PSD2 (the European Union’s Directive on Payment and Services, which will force banks to open up their APIs to third parties) is a tremendous opportunity for us in terms of API management. Traditionally, banks have seen regulation as something they have to do, and they have spent a significant amount of money complying with it. But I think with PSD2 we are seeing something different – it is not just about ticking boxes, it will open up the market and increase competition. PSD2 changes the payments landscape, allowing non-banking organisations to interact with and access banking APIs. This will lead to the fragmentation of the payments ecosystem, which has traditionally been monopolised by a few large firms. Consumers will be sharing their identity with multiple financial firms and they will be able to shop around for deals on savings products.
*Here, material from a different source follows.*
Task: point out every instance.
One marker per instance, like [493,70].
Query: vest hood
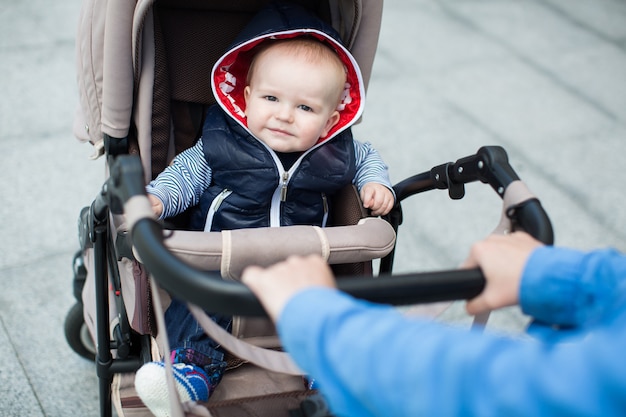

APIs will be driving all of that. But they are potentially an area of vulnerability to exploit, and our API management products will see the benefit of that.
You mentioned API management, what other technologies do you see banks investing in?
Data is the number one testing priority for banks. The process for generating test data is still very manual. That means it is time-consuming and costly in terms of man-hours and the infrastructure necessary to support multiple test environments. The European Union’s incoming General Data Protection Regulation, which mandates that all data be anonymised and secure, will create additional demand for mature test data management capabilities. [See here for more information on the GDPR] Banks also need to gather more data from their customers on how they are using their apps. That data can be used to make sure that from a design perspective, they are adding the right features and functionalities. Many banks right now do not have detailed enough information about how their apps are being used. They can then use that data to power artificial intelligence. There area number of obstacles to this, but the first one is to gather that data, something that banks are not doing particularly well.
Where do partners fit into your strategy for delivering technology to banks?
We rely heavily on our partners: consulting companies, global service providers, and system integrators. We work across many industry verticals, but partners have industry-specific expertise that helps us enter specific niches. Our partners will provide our software to banks, who in many cases will not even know that it is ours because the tools are packaged as part of the service provider’s offering. On a day-to-day basis we spend most of our time working with partners. We make sure they have the technical know-how to use our tools, so that they can pass that expertise down to their customers. Rarely will we have a conversation with a bank that does not involve one or more of our partners.
How do you price your services?
Five or six years ago, when the first software-as-a-service (SaaS) providers entered the market, there was a turning point in terms of innovative pricing. Banks opened their eyes to to the cloud and to more flexible, subscription-based, pricing that let them flex up and down depending on business needs. Nowadays, all banks are using organisations like AWS, Microsoft Azure and Google to host test environments. There are some risk factors to consider when moving workloads to the cloud, but it has had a transformative impact to how our business works. The end result is that we have increased the number of SaaS offerings to our customers, and that we have moved more to a subscription-based approach, which is something that all technology companies are doing.